Annabella entspannte ihre Kiefernmuskeln und schluckte. Mit ihren großen Augen fixierte sie zunächst die braune Wolldecke, dann Vitus. Sie wollte einen blöden Spruch loslassen, doch war ihr der Spaß vergangen.

"Was ..." Sie fand keine Worte, die ihre Angst und ihr Entsetzen beschreiben konnten. "Welche Sprache hast du mit ihm gesprochen?"

Vitus schüttelte den Kopf, starrte seine Zehenspitzen an und gab keine näher bestimmte Antwort.

"Was war das?"

Er lehnte sich zurück, fuhr sich durch die nassen Haare und blickte aus dem Fenster. Offenbar wollte er jeden Blickkontakt vermeiden. "Ich weiß es nicht."

"Waren das die Minenangreifer?"

"Ich denke", sagte er mit gesenkter Stimme.

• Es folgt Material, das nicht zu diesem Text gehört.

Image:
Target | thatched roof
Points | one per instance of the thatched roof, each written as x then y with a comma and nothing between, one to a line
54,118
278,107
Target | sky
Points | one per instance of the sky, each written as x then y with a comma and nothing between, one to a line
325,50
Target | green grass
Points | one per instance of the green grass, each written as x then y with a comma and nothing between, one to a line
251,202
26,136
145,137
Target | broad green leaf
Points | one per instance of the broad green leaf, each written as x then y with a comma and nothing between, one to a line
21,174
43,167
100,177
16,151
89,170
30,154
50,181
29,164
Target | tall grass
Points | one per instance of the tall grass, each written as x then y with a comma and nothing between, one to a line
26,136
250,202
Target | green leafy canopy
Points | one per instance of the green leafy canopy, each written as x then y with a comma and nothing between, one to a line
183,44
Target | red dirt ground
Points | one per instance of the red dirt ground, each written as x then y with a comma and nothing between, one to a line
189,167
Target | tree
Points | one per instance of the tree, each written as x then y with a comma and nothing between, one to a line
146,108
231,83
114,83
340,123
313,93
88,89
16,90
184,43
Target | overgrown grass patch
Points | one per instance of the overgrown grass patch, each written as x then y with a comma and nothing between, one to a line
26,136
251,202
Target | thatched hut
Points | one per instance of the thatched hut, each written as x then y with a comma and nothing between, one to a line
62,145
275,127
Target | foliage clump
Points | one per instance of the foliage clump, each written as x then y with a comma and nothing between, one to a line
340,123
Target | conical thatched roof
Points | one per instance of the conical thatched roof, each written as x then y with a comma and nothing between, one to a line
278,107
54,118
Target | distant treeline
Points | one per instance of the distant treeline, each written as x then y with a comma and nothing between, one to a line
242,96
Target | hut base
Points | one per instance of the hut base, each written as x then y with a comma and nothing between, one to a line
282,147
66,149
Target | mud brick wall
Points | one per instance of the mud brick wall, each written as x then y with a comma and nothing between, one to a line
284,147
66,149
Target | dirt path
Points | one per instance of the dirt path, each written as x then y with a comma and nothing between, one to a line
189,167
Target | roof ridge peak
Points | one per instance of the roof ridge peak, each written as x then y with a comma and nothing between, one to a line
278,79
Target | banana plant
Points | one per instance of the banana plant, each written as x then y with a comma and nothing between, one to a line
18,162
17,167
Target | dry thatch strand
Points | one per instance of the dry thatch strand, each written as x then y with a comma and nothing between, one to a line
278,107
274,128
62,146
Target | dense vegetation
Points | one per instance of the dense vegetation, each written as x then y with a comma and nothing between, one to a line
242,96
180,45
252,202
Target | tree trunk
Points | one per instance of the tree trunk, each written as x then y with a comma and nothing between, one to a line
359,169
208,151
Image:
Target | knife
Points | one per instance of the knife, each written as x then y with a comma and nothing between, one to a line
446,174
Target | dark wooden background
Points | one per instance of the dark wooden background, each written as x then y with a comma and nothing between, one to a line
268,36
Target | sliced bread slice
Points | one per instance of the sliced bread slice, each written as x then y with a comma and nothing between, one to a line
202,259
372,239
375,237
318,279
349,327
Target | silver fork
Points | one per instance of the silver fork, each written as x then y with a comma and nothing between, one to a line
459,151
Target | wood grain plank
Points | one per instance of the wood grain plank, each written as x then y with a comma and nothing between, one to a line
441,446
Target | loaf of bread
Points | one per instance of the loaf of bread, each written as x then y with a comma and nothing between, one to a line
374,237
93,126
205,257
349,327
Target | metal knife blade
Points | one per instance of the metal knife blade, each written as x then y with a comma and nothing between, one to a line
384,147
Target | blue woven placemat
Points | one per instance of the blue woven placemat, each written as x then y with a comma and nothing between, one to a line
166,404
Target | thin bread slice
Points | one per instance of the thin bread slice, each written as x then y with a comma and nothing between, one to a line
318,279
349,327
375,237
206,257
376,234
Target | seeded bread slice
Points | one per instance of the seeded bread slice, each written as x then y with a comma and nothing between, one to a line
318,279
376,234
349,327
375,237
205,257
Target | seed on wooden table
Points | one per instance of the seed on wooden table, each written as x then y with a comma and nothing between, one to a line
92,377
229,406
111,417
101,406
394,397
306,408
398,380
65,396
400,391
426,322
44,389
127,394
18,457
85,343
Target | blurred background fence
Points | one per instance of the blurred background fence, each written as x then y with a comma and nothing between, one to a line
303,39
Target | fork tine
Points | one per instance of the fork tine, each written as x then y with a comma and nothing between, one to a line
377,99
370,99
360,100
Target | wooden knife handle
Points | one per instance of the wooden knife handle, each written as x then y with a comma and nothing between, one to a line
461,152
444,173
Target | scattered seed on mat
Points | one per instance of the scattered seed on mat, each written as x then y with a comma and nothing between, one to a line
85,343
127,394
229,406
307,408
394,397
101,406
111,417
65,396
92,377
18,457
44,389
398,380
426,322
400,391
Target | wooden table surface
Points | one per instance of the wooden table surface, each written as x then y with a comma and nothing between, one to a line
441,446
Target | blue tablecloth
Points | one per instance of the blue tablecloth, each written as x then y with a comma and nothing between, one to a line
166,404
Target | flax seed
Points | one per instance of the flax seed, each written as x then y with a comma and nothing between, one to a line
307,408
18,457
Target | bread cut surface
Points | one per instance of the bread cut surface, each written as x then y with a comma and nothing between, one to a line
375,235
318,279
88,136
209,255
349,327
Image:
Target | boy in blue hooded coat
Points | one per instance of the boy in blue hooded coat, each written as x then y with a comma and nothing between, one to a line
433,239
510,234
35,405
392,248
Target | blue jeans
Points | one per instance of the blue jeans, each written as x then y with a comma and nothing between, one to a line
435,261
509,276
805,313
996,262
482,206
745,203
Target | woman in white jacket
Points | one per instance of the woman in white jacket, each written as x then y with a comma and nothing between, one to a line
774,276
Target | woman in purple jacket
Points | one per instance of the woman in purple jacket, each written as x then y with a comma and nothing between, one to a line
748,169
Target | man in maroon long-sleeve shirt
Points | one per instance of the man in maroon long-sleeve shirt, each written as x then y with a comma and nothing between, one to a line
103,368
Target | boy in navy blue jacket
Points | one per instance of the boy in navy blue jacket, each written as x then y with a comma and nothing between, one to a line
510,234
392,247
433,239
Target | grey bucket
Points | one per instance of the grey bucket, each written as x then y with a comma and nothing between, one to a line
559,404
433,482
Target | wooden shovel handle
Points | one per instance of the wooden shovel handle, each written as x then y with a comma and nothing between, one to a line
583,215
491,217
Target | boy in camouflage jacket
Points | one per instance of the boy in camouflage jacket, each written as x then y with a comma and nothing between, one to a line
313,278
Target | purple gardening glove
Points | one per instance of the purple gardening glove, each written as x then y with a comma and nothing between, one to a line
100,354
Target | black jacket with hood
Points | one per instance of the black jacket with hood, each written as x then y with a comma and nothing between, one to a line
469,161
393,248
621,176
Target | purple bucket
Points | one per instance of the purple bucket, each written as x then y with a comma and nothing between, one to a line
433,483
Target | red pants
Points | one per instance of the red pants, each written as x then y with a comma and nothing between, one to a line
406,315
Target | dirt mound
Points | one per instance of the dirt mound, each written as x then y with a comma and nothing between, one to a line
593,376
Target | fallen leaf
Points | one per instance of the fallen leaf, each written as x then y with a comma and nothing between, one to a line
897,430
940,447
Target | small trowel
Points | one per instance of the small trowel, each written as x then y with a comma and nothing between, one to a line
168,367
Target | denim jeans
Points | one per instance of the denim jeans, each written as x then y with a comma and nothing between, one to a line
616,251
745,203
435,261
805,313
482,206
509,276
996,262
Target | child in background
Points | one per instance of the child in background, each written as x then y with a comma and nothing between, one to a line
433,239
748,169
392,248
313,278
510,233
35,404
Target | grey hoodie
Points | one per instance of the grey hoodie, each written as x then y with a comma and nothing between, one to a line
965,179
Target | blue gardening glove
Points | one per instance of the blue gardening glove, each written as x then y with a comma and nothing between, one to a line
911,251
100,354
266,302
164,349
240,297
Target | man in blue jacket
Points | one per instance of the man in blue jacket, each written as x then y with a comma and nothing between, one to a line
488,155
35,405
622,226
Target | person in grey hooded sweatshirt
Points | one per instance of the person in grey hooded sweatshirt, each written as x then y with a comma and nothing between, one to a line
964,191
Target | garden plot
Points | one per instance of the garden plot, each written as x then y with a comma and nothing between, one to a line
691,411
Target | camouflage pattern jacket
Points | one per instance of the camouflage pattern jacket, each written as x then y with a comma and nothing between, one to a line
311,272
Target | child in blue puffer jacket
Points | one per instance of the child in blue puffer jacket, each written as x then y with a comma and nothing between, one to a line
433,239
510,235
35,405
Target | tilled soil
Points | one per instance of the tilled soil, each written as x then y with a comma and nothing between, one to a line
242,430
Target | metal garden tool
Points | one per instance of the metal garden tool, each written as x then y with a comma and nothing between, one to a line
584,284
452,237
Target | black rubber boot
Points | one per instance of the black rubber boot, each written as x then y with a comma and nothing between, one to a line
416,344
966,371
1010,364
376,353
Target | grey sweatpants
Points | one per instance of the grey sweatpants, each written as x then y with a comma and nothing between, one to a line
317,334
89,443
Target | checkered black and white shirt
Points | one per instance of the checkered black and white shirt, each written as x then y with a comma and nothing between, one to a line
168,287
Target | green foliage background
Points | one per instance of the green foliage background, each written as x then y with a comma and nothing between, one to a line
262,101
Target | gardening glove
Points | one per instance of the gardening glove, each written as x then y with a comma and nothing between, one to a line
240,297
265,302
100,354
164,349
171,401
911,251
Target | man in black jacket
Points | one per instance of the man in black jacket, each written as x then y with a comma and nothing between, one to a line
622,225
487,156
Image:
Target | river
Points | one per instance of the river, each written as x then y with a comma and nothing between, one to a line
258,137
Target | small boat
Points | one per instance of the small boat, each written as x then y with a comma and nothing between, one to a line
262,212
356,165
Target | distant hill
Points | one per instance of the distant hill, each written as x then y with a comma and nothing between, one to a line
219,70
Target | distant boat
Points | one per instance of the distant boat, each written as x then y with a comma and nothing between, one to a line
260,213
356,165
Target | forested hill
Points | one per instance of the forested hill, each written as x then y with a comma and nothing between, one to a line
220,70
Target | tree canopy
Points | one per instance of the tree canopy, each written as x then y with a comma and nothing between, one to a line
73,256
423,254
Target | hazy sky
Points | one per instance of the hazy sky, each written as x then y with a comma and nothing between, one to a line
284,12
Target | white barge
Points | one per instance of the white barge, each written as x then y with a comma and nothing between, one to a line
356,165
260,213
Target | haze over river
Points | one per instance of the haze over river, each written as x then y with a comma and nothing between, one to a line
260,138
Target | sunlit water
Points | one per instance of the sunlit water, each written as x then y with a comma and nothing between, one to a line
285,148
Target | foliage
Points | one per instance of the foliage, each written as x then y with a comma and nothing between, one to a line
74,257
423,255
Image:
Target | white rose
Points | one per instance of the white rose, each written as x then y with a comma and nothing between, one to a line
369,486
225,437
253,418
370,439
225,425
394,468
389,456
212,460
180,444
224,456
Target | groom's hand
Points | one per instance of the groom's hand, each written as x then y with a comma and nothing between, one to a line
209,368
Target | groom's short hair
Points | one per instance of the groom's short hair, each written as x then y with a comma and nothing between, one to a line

Diese halbherzigen Antworten! "War das Ulakisch?", bohrte sie nach.
Als er nur mit den Schultern zuckte, schlug sie mit ihrer Faust auf den Oberschenkel. "Woher kannst du die Sprache der Ureinwohner? Jetzt sag schon! Und worüber hast du mit ihm gesprochen?"

Vitus rang mit sich, das erkannte sie an seinen leeren Augen.

Annabella beugte sich vor und legte eine Hand auf sein Knie. Wenn man etwas von einem Mann wollte, war der sanfte Weg meist der bessere. "Vitus? Es ging dabei wohl um mich, oder? Wenn es um mich ging, dann will ich es wissen."

Mit einem Räuspern fand er seine Stimme wieder. "Bist du dir da wirklich sicher?"

Sein dunkler Ton ließen sie kurz zusammenzucken, doch das konnte Annabella nicht abhalten. "Ja!"

"Er sagte: Sie gehört uns. Auf mein Warum meinte er: Weil sie Kolonistin ist. Ich hab dich verteidigt und gesagt: Sie gehört zu den Guten. Aber er antwortete: Nein, alle Kolonisten sind böse."

Fassungslos senkte sie den Blick auf ihre zitternden Hände. Ihren Herzschlag sah sie vor ihren Augen pulsieren. Als ihr die Tränen über die Wangen flossen, wimmerte sie. Bei allen Naturgeistern dieser Insel: Wessen Hass hatte sie auf sich gezogen?